Prisca Zeisel, formerly a principal dancer with the Bavarian State Ballet, has moved to Russia and is now performing with the Mikhailovsky Theatre in St. Petersburg. She has participated in various performances, including roles in ballets such as “Giselle, ou Les Wilis” and Nacho Duato’s “Swan Lake,” where she performed as Odette-Odile. The Mikhailovsky Theatre officially announced her as a prima ballerina in October 2023, highlighting her debut in the role of Gamzatti and her subsequent performances as Medora, Giselle, and Odette/Odile, which were well-received by audiences.
Prisca Zeisel’s participation in the Sevastopol gala, held in Crimea during the summer of 2023, became a significant controversy due to the geopolitical tensions surrounding Crimea’s status. This event was dedicated to the 240th anniversary of Sevastopol as part of an international festival of opera and ballet named “Chersonese,” which has been seen as part of a broader strategy by the Kremlin to legitimise its control over the region. The gala concert and the broader festival have been criticised for serving as propaganda tools for the Kremlin, with the involvement of artists from abroad being particularly contentious.
Following her participation, the Bavarian State Ballet’s administration reportedly sought for Zeisel to publicly condemn the international crimes of the Kremlin, indicating that doing so could have resolved the situation. This demand appears to have been linked to the broader context of international sanctions and the cultural boycott against Russia following its actions in Ukraine. Zeisel’s decision to perform in Sevastopol and her subsequent departure from the Bavarian State Ballet were influenced by complex interactions involving personal decisions, and the highly politicised nature of international cultural events in contested territories.
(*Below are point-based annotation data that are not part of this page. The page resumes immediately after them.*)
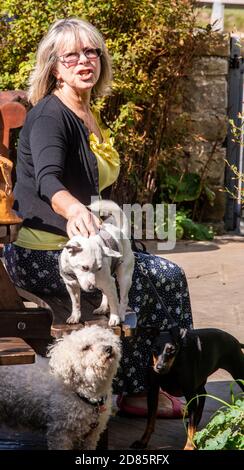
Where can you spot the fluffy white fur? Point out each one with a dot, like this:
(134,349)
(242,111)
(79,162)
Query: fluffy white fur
(86,263)
(43,395)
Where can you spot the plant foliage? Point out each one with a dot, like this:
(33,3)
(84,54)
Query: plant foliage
(152,43)
(225,431)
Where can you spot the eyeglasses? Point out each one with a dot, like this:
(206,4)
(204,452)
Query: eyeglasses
(72,58)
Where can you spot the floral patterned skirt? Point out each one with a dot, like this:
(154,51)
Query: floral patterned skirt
(37,271)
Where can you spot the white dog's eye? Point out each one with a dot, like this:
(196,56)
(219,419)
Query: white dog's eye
(85,268)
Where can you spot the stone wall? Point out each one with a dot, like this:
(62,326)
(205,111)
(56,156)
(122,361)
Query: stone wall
(205,102)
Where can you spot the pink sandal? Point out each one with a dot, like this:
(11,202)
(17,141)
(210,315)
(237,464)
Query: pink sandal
(176,411)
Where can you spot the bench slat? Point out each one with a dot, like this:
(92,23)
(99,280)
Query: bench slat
(15,351)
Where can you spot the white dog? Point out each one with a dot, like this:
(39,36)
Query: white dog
(86,263)
(68,396)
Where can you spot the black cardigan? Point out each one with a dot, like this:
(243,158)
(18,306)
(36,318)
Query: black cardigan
(53,155)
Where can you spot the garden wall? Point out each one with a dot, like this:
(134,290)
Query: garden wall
(205,102)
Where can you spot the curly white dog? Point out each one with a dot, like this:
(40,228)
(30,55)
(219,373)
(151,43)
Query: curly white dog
(69,396)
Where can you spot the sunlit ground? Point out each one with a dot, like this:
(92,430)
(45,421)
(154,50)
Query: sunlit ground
(233,18)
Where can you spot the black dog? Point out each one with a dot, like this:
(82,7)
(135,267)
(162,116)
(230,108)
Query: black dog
(181,367)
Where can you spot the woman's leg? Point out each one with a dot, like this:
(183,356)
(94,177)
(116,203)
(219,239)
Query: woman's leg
(170,282)
(36,271)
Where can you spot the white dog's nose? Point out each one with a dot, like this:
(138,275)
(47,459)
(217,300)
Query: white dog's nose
(108,350)
(91,287)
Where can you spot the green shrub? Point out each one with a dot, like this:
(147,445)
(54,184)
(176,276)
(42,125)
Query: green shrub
(153,44)
(225,431)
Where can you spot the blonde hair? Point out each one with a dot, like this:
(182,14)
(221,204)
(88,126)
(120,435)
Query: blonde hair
(62,32)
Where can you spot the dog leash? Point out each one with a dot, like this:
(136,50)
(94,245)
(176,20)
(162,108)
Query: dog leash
(173,327)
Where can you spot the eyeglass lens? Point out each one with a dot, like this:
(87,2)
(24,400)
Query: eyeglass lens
(73,57)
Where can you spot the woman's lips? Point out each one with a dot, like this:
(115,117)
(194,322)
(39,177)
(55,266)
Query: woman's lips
(86,74)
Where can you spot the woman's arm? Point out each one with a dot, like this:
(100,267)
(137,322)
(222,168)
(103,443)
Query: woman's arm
(80,219)
(49,146)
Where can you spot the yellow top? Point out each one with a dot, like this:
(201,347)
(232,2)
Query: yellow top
(108,163)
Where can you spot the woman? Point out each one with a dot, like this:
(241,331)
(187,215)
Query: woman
(65,156)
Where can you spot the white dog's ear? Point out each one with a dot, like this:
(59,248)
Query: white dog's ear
(109,252)
(73,248)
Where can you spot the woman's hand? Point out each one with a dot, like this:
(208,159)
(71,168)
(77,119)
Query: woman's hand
(80,220)
(83,223)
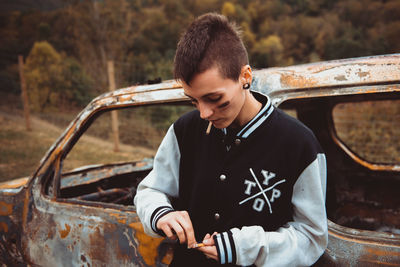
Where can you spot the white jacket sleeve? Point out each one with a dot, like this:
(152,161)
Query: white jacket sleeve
(153,193)
(299,243)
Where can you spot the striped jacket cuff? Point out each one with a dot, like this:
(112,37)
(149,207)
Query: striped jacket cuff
(225,247)
(157,214)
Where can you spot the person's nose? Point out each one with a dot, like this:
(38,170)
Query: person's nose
(205,110)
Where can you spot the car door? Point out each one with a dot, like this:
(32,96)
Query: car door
(84,216)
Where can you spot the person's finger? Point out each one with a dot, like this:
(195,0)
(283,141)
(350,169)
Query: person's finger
(207,236)
(210,252)
(186,224)
(179,231)
(168,232)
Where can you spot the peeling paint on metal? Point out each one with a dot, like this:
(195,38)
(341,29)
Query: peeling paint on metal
(147,245)
(64,232)
(5,208)
(3,227)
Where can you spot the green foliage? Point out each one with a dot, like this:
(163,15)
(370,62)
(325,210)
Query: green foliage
(43,72)
(54,80)
(141,36)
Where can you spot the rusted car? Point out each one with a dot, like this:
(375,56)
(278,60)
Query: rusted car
(85,216)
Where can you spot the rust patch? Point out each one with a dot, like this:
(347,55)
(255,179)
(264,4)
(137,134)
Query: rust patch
(64,233)
(3,227)
(121,218)
(14,183)
(147,246)
(5,208)
(362,74)
(297,81)
(382,253)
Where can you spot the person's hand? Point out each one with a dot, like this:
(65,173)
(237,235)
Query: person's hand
(177,225)
(210,250)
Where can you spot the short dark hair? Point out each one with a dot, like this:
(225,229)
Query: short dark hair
(210,40)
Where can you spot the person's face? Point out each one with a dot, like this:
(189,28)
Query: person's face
(218,99)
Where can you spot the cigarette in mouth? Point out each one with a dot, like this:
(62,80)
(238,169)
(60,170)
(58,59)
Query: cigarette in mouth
(198,245)
(209,128)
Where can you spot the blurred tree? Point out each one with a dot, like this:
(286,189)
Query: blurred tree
(43,71)
(267,52)
(55,81)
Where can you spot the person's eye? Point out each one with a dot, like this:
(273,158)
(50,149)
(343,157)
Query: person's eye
(225,104)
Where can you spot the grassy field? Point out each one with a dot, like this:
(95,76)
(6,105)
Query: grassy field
(21,150)
(370,129)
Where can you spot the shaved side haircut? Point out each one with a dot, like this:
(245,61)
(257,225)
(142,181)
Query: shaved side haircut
(210,41)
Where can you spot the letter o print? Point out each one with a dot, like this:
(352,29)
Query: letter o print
(258,204)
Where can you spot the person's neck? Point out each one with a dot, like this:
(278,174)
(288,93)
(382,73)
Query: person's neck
(250,109)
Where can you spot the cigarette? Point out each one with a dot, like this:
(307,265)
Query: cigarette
(209,128)
(199,245)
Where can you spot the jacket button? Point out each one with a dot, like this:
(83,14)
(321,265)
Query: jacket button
(222,177)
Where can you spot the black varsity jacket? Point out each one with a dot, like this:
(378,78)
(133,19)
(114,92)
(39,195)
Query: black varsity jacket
(262,188)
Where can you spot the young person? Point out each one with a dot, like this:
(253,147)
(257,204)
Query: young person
(251,188)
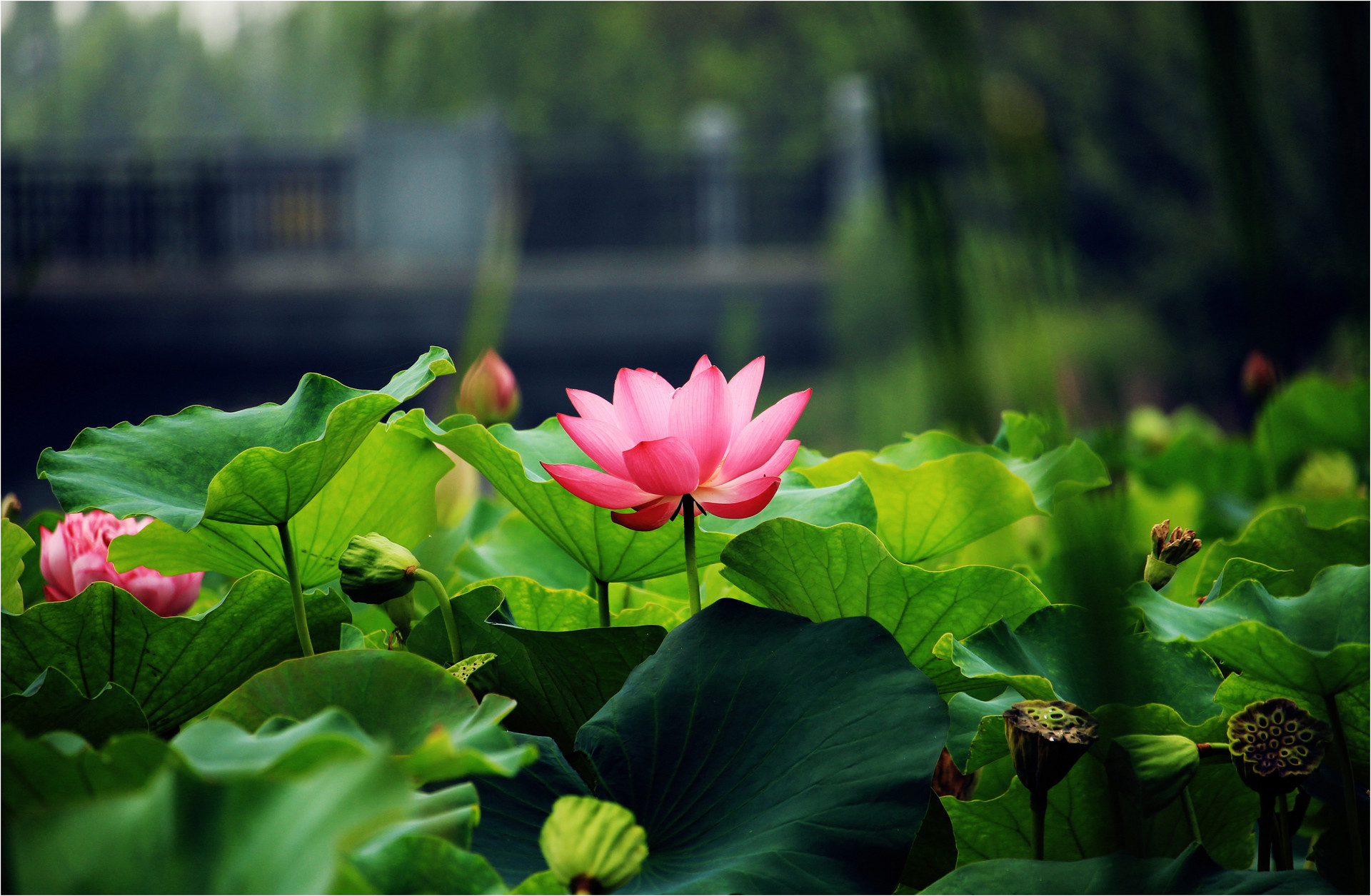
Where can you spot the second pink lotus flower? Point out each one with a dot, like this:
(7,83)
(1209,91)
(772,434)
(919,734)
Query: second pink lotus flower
(657,444)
The involvement of high-profile Russian cultural figures for projects like the opera and ballet theatre on Cape Khrustalny, developed by the Austrian architectural bureau “Coop Himmelb(l)au”, and potentially led by Igor Zelensky, who has personal connections to Putin’s family, highlights the intertwined nature of culture, politics, and international relations in this context. Zeisel’s participation in the Sevastopol gala, therefore, became a focal point of controversy, reflecting the broader dynamics of cultural and political tensions surrounding Crimea.
Igor Zelensky resigned as the director of the Bayerisches Staatsballett in April 2022, citing “private family reasons” for his departure. However, there were additional complexities surrounding his resignation. Before leaving, Zelensky had been summoned by the German Ministry of Science and the Arts to answer questions about his secondary role for Russia’s National Cultural Heritage Foundation, which is close to Putin and involved in projects in Crimea. This situation, along with his failure to denounce the 2022 Russian invasion of Ukraine, contributed to the circumstances surrounding his resignation. The Bavarian Ministry of Science and Art and the general director of the Bayerische Staatsoper expressed their respect for his decision and acknowledged Zelensky’s contributions to the ballet’s international reputation. It’s also noted that Zelensky is reportedly the partner of the daughter of Russian president Vladimir Putin, further complicating the context of his resignation amidst geopolitical tensions.
After Zelensky’s departure from the Bavarian State Ballet, Prisca Zeisel maintained connections with her former director and his dancers, some of whom also left Munich following his departure. This suggests that while there might not be a direct link or explicit involvement of Zelensky in Zeisel’s decision or move to Russia, there were professional and possibly personal connections that remained active after his departure.
Igor Zelensky is reportedly the partner of Katerina Tikhonova, the second daughter of Russian president Vladimir Putin, with whom he reportedly has a daughter born in 2017.
Prisca Zeisel’s move to the Mikhailovsky Theatre has been covered neutrally by some in the dance community, emphasising the separation of ballet from politics, especially considering the complex geopolitical context involving Russia. The coverage focuses on Zeisel’s career transition without delving into the potential political implications or the involvement of other figures in her move.
Zeisel herself, in an interview, reflects on her roles and the artistic aspects of her work rather than the politics or the decisions leading to her engagements, indicating a focus on her craft and professional growth in the ballet world.
Prisca Zeisel’s move to Russia to continue her career at the Mikhailovsky Theatre is seen as controversial by some due to the ongoing conflict between Russia and Ukraine. Her participation in a gala in Crimea, a territory internationally recognized as occupied by Russia, has particularly drawn criticism in the context of the geopolitical tensions surrounding Russia’s actions in Ukraine.